Content varies from quarter to quarter.
Civilization as we know it would be impossible without oil. Not only does this one resource provide fuels for every conceivable mode of transport, civilian and military, it is the origin for an infinite universe of fundamental goods, from computers and clothes to fertilizer and medicine. Petroleum is the most highly traded commodity on Earth and the most politicized. Over 130 nations now import their oil, a vast web of vulnerability. No modern military can exist without it; a shrinking number of nations possess it. The “haves” are largely in unstable regions, the “have nots” in advanced and emergent economies. Indeed, oil’s bounty completely inverts the modern “order of nations,” giving former colonies resource dominance over former colonizers. Advanced nations, meanwhile, have built societies of unprecedented wealth and freedom on the back of a commodity that now comes from often troubled, repressive regimes—regimes who view their oil not merely as an origin of wealth, but a foundation of their very sovereignty. For these reasons and more, understanding the contemporary world requires a familiarity with the global petroleum system and its geopolitics. This course will take up:
--nature of petroleum and distribution of reserves --the global oil industry, its history, development, and economics --centers of global demand (past, present, future) and of global supply --patterns of conflict and cooperation in oil geopolitics --OPEC, Russia and resource nationalism --case studies: East Asia and the Persian Gulf; U.S. and Saudi Arabia; China, Europe and Central Asia --petroleum and climate change --alternatives to oil: how might the system evolve? Controversial topics to be examined:
--oil and the resource curse --concepts of energy security --Peak oil: fact or urban legend? --“Resource Wars”: a real threat? --the “oil weapon” and U.S. foreign policy: should America be in the Middle East?
Student learning goals
Students will know the history and politics of the global oil industry and its role in the making of the 20th and 21st centuries. They will understand that globalization of this industry today is part of globalization generally.
Students will understand the basics of petroleum exploration, drilling, production, the global transport system, what products come from crude oil, and their role in contemporary society.
Students will learn the meaning of reserves and basic petroleum economics; this will include where such reserves exist, how they are determined, and debates over their abundance (Peak Oil vs. Non-Peak Oil positions).
Students will learn about the role of politics in the global oil system, why such politicization exists, the relative positions of importers vs. exporters, the ideas of the "oil weapon" and the "oil curse."
Students will learn about the history, structure, and nature of OPEC and its economic and political status in
General method of instruction
Some familiarity with economic concepts. Recommended (but not required): either JSIS 200 (States and Capitalism) or JSIS 201 (Making of the 21st Century)
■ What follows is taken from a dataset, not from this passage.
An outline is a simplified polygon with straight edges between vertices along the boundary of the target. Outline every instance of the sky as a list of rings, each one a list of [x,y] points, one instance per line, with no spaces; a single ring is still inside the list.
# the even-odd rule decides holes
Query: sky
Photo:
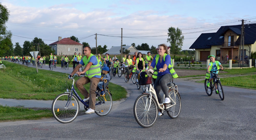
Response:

Class assignments and grading
Short papers, quizzes, weekly postings on required readings, class projects, final research paper/presentation.
We will be using three main texts, with supplementary readings from online information sources. Our texts are: The Prize, by Daniel Yergin; Oil 101, by Morgan Downey, and Powers that Be, by Scott L. Montgomery. These have been ordered and should become available through the Ubookstore.
Short papers - 20%; Quizzes – 15%; weekly postings – 20%; class projects – 15%; final research paper/presentation – 30%.